🤖 AI Summary
This work addresses the significant efficiency bottleneck in the late-stage generation of visual autoregressive (VAR) models. The authors propose a three-dimensional sparsity modeling approach—spanning tokens, layers, and scales—based on attention entropy to identify and exploit fine-grained semantic sparsity patterns. Unlike conventional heuristic skipping strategies, this method dynamically leverages multi-dimensional sparsity for accelerated inference without compromising generation quality.

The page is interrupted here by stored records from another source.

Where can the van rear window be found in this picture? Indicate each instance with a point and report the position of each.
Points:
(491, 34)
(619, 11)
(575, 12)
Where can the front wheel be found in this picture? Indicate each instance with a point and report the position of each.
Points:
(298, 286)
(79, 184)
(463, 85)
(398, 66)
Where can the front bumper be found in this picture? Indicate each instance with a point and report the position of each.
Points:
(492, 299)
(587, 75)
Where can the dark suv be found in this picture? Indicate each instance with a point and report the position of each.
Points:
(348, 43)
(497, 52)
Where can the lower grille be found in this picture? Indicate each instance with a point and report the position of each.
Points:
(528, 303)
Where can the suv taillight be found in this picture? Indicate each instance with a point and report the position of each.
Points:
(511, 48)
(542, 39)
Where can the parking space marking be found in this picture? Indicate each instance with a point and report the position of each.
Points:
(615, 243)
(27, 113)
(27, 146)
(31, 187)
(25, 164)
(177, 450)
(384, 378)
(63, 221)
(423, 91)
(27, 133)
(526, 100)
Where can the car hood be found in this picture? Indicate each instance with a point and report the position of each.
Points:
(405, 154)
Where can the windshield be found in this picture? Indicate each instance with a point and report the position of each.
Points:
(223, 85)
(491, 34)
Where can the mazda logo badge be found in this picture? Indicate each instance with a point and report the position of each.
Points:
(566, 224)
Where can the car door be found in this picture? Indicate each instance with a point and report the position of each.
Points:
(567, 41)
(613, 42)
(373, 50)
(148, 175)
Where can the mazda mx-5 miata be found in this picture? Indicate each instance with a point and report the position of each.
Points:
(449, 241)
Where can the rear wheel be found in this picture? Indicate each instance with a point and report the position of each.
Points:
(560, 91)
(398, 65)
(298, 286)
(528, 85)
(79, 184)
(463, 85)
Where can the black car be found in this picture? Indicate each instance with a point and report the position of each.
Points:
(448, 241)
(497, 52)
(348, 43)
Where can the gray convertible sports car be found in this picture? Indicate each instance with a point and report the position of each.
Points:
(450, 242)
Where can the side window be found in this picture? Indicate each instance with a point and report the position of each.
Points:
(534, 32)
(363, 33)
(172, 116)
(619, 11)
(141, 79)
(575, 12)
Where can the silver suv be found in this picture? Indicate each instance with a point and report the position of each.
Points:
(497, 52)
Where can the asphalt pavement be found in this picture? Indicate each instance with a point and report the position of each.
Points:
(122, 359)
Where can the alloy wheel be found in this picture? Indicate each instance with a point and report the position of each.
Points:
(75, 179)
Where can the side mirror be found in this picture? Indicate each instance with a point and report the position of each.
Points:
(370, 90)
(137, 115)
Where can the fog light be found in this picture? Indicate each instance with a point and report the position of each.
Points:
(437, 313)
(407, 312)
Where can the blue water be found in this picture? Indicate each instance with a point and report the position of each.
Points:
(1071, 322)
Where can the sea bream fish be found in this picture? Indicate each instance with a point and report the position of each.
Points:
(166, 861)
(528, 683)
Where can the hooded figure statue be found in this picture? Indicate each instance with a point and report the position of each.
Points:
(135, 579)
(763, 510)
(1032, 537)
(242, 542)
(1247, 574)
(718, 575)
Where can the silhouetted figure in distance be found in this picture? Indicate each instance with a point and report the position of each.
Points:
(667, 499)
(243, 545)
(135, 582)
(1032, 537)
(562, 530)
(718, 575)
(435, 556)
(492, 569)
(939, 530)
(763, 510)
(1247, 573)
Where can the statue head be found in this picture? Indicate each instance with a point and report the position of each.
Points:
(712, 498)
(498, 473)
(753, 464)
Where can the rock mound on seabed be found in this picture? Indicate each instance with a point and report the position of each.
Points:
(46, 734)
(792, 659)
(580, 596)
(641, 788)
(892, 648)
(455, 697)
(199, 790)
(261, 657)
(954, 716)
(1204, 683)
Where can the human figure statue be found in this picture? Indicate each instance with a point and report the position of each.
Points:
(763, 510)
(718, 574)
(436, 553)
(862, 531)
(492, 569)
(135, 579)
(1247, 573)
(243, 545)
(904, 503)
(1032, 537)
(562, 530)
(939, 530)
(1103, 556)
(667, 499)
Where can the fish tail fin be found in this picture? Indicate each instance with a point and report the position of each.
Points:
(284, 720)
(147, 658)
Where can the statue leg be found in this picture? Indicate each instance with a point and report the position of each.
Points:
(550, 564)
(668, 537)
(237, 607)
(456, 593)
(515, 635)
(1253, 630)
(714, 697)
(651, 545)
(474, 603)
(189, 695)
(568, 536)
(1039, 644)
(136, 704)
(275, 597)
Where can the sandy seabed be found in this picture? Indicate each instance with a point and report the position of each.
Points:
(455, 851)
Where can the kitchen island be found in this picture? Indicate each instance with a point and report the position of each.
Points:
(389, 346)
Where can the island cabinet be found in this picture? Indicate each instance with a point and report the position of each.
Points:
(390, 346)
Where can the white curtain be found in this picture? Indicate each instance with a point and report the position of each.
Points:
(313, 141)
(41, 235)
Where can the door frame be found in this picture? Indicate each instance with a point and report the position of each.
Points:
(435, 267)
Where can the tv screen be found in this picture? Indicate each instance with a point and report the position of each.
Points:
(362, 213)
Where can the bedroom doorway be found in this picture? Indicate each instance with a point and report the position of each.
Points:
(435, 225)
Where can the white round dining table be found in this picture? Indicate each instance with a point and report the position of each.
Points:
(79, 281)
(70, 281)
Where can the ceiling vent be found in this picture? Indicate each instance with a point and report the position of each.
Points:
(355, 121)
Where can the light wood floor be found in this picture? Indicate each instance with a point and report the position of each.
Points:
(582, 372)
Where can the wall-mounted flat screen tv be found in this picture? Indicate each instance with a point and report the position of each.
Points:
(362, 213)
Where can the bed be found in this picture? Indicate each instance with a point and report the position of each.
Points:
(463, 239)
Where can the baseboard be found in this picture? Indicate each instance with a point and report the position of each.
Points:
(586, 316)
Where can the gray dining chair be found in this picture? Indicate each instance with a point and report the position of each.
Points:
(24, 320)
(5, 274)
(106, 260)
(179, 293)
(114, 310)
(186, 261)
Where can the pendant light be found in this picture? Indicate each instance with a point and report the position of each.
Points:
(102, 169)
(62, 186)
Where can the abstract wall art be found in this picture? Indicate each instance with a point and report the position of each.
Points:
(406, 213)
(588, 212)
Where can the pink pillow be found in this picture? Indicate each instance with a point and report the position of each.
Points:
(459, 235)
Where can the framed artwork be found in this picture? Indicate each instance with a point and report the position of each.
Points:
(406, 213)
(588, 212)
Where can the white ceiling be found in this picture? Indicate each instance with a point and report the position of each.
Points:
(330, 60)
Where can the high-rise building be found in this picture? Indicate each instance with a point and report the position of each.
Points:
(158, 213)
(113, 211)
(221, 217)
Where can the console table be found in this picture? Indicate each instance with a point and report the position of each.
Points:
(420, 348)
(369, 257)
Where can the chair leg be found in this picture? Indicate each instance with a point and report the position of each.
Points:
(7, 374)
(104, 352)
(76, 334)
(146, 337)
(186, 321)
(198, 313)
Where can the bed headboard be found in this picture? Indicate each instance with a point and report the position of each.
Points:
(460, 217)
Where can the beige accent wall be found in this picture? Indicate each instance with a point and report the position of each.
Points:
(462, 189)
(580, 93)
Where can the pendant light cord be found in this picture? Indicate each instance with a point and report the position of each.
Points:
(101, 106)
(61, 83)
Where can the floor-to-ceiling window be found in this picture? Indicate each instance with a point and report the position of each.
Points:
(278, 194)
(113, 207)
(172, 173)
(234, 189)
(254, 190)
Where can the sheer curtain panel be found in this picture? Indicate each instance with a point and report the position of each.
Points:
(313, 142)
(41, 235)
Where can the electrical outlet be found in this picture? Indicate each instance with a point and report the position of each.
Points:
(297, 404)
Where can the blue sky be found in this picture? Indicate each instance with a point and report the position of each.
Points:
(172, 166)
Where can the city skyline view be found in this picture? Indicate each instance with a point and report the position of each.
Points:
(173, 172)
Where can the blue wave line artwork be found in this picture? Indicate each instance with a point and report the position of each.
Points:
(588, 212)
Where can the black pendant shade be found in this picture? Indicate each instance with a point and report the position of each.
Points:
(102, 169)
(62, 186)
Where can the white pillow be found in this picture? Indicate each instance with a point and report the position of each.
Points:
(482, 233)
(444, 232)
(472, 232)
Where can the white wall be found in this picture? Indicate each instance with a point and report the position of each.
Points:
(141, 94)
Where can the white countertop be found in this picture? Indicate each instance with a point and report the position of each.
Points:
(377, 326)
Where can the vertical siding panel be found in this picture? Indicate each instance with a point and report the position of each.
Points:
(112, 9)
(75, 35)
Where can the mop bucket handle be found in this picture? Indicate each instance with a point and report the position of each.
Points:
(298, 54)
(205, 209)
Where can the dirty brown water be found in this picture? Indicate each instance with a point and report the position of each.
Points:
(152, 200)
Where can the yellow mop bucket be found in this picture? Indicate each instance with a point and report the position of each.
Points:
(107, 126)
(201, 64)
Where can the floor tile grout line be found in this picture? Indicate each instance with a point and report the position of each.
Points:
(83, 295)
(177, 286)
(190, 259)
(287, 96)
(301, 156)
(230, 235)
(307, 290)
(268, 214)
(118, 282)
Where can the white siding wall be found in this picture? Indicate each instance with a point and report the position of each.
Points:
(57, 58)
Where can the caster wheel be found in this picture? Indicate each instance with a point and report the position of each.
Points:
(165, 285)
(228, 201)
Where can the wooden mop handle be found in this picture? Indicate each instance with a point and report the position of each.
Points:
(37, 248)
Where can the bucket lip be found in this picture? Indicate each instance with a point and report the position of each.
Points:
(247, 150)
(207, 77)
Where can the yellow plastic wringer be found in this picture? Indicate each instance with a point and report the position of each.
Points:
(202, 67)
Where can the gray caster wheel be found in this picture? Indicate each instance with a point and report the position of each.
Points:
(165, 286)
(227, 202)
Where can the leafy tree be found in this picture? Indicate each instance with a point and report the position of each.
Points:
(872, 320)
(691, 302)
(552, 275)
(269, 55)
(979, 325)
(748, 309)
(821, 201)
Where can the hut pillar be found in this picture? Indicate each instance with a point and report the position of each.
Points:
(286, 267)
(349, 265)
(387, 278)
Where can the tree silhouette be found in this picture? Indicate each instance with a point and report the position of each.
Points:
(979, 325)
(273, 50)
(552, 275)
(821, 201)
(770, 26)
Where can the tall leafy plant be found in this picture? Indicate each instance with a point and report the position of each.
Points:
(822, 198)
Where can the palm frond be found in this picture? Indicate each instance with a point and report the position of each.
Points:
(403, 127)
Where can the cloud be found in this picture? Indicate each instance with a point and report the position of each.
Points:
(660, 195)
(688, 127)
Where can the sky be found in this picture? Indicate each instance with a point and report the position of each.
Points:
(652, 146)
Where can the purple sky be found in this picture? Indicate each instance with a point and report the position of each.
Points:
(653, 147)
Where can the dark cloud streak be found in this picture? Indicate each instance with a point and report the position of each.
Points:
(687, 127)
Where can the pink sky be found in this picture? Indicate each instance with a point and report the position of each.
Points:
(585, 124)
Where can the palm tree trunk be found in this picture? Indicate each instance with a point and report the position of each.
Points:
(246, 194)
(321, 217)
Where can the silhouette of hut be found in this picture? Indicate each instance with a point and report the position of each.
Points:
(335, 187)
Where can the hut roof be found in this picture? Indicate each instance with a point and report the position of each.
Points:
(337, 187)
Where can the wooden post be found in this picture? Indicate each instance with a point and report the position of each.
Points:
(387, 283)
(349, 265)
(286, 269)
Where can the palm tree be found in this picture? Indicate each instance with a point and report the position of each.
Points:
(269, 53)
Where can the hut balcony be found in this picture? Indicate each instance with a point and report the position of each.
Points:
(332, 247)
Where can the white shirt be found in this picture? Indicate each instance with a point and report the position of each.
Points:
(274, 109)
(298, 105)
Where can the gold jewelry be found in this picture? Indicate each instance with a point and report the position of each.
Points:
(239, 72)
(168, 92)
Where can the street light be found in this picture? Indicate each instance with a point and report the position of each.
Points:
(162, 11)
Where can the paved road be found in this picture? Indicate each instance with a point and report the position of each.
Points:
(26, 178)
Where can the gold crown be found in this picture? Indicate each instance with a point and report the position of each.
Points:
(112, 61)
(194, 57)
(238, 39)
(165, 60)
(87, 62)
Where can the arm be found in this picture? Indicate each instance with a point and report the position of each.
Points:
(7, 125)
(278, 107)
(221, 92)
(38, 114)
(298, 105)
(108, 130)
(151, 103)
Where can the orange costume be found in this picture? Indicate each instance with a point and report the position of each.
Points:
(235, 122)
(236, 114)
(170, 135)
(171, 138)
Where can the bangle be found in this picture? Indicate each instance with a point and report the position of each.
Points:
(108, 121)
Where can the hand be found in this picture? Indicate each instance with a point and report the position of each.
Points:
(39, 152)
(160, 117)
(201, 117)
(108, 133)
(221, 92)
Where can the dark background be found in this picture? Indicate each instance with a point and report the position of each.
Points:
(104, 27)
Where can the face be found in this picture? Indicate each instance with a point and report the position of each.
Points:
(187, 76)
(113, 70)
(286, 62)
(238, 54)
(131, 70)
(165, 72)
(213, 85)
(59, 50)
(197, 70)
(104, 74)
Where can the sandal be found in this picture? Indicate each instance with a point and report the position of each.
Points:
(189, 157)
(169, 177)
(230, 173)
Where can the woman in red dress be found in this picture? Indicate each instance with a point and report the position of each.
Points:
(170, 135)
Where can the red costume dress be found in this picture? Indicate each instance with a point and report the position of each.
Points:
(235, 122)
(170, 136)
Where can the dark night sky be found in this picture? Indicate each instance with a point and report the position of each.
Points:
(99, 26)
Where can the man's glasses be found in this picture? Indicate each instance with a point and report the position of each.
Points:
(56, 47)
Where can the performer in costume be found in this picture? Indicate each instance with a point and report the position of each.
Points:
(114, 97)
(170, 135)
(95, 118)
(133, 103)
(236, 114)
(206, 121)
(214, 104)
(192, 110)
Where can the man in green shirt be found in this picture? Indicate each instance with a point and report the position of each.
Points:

Evaluated on Infinity-2B and Infinity-8B models, the approach achieves up to 3.4× speedup while preserving high-fidelity semantic details, substantially outperforming existing techniques.
📝 Abstract
Visual Autoregressive(VAR) models enhance generation quality but face a critical efficiency bottleneck in later stages. In this paper, we present a novel optimization framework for VAR models that fundamentally differs from prior approaches such as FastVAR and SkipVAR. Instead of relying on heuristic skipping strategies, our method leverages attention entropy to characterize the semantic projections across different dimensions of the model architecture. This enables precise identification of parameter dynamics under varying token granularity levels, semantic scopes, and generation scales. Building on this analysis, we further uncover sparsity patterns along three critical dimensions-token, layer, and scale-and propose a set of fine-grained optimization strategies tailored to these patterns. Extensive evaluation demonstrates that our approach achieves aggressive acceleration of the generation process while significantly preserving semantic fidelity and fine details, outperforming traditional methods in both efficiency and quality. Experiments on Infinity-2B and Infinity-8B models demonstrate that ToProVAR achieves up to 3.4x acceleration with minimal quality loss, effectively mitigating the issues found in prior work. Our code will be made publicly available.